There are two things that my governor got wrong, you see, if he is providing criticism that is legitimate and that people can relate to as fact, fine, as everybody, including agrees that things are tough in Nigeria today. Besides, me, have only spoken against him once in recent time and since then, I have allowed him to continue with whatever he feels is right for him to say.
But why is it that APC can’t accept criticism but was ferocious with former president Goodluck Jonathan during his administration?
I agree with you, APC was constantly keeping the PDP administration on their toes, which is the work of the opposition but not to start creating deliberate lies that does not hold water. Anybody can criticise the government, any government that is not criticised is a dictatorial government and I don’t think Nigeria can stand such.
What do you make of the APC crisis in Ondo State?
One thing I know for sure is that if APC does not get its act together as a party, we will lose Ondo.

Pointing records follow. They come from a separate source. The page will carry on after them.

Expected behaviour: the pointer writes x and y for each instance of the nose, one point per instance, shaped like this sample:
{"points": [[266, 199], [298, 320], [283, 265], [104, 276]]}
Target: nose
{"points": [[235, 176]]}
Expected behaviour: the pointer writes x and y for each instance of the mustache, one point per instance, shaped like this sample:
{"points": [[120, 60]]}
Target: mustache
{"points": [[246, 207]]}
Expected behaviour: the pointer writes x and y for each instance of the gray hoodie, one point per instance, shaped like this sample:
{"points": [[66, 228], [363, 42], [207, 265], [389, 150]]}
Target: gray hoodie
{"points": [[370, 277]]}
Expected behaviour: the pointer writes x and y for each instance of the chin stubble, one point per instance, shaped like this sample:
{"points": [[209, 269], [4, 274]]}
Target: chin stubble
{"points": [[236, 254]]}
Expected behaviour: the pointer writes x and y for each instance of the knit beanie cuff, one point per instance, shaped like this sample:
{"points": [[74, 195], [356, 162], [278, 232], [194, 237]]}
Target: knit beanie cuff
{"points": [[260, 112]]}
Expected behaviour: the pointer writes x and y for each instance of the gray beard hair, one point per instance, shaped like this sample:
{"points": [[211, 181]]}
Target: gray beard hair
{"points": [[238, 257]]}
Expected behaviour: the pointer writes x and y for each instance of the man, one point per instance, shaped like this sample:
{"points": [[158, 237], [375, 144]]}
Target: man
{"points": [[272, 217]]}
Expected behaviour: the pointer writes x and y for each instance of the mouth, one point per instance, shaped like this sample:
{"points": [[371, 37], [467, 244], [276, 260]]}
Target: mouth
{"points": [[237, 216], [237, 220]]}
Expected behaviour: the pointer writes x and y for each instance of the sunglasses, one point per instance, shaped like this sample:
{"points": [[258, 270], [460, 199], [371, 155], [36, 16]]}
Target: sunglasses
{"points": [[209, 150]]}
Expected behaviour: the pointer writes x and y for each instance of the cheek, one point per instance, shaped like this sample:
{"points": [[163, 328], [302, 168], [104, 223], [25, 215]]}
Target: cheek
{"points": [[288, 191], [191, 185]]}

Yes, that I can say without any fear of contradiction.
You mentioned earlier that you are nursing the ambition of going back to the Senate, have you lost hope of becoming the next Ekiti governor?
(Laughs…) well, by all measures and without sounding immodest, I think I am very qualified to be the next Ekiti State governor but I am still consulting and discussing with my members. We are looking at reaching a consensus on who will be placed there, without necessarily wasting so much money in the primaries. If our calculation goes the way we are planning now, then my best option will be to go back to the Senate. There some options that we are weighing now but that is not to say that I have shelved the idea, if the opportunity comes, I wouldn’t mind. We have suffered public injury from Fayose’s actions and utterances, I think Ekiti people deserves better.
Will you ever be friends with governor Fayose?
We do talk, greet and exchange pleasantries. What we have is not a personal quarrel; he has not taken my wife and I have not taken his. I don’t believe that because you don’t agree with a political opponent, you shouldn’t greet him. It doesn’t show maturity or civilisation and if I am in any party that says I should not talk to Ayo Fayose, I would leave the party! There is nobody that will gag me from talking or being friendly with anybody that I want to be friends with. Of course, I will engage him when his utterances and actions are not okay; it does not mean I shouldn’t be friends with him. He is still the governor of Ekiti. But again, that does not mean that I don’t desire to unseat him or resist for Ekiti people any puppet that he wants to bring in to succeed him. That is the only thing we are working on now because if he succeeds himself, then we are in trouble in Ekiti State.